Tories on defence

Posted by Helen Monday, September 04, 2006

Being a Tory Historian, one is naturally interested in ideas that are Tory, rather than the more modern Conservative. Reading Professor Jeremy Black’s most recent book: “The Dotted Red Line” about British defence policy Tory Historian found the following interesting comments in the Introduction:

“[T]he distinctive Tory approach to defence began in the early days of the Tory party in England, at the close of the seventeenth century and in the opening decades of the eighteenth. Furthermore, defence and foreign policy were not then on the margins of party positions, but indeed were central to them. The Tory position was based on hostility to continental nterventionism associated with the rival Whigs; instead, the Tories counselled caution over foreign commitments, and particularly alliance politics and warfare on the European continent.”
Interventionism on the European continent, the Tories judged, led to an increase in the army and centralized government, both politically dangerous. Instead, they focused on a “blue water” policy:
“an expansion of naval strength, and its use in the unilateral pursuit of national interest, and particularly in pursuit of maritime hegemony and colonial gains outside Europe.”
These two, sometimes contradictory, sometimes complementary aims have continued to bedevil foreign policy decisions, in particular those made by the Conservative Party at various times.

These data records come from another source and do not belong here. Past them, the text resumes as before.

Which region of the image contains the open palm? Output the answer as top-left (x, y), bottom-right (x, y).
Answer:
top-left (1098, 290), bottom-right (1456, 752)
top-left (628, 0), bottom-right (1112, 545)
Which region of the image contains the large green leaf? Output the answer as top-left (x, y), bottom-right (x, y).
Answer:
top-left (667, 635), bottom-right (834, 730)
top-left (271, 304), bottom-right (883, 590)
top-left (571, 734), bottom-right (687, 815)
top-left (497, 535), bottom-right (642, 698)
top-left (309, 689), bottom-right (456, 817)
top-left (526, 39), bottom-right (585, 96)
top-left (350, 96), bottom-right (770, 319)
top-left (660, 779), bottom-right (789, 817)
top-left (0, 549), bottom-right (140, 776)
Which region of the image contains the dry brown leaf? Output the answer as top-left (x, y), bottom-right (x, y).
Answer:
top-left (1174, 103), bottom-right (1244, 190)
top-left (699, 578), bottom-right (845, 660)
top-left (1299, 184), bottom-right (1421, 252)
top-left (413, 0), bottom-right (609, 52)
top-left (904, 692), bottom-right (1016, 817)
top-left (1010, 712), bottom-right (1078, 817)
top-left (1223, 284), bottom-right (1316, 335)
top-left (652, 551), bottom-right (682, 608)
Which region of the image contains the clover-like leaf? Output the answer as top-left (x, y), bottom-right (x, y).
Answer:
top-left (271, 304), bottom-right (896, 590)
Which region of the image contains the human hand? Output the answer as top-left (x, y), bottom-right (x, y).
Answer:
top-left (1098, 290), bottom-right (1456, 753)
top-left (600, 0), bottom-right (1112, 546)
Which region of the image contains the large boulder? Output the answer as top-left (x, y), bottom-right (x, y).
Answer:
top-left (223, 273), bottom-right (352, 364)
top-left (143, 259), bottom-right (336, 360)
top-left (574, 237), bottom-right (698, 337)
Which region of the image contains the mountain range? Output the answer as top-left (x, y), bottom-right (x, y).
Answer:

Being only half-way through Professor Black’s book Tory Historian is unable to say (but will do so on a future occasion) what his conclusions will be about the present day but the duality of aims has not disappeared simply because the Empire has gone and Britain’s defence and armament policy has reduced her to a minor player in the field.

The question might be posed differently now: should political and diplomatic (as well as defence) discussions be aimed largely at Britain being involved in the European project of the new state, the European Union; or should greater emphasis be placed on close relations with the countries of the Anglosphere, which are over the blue water?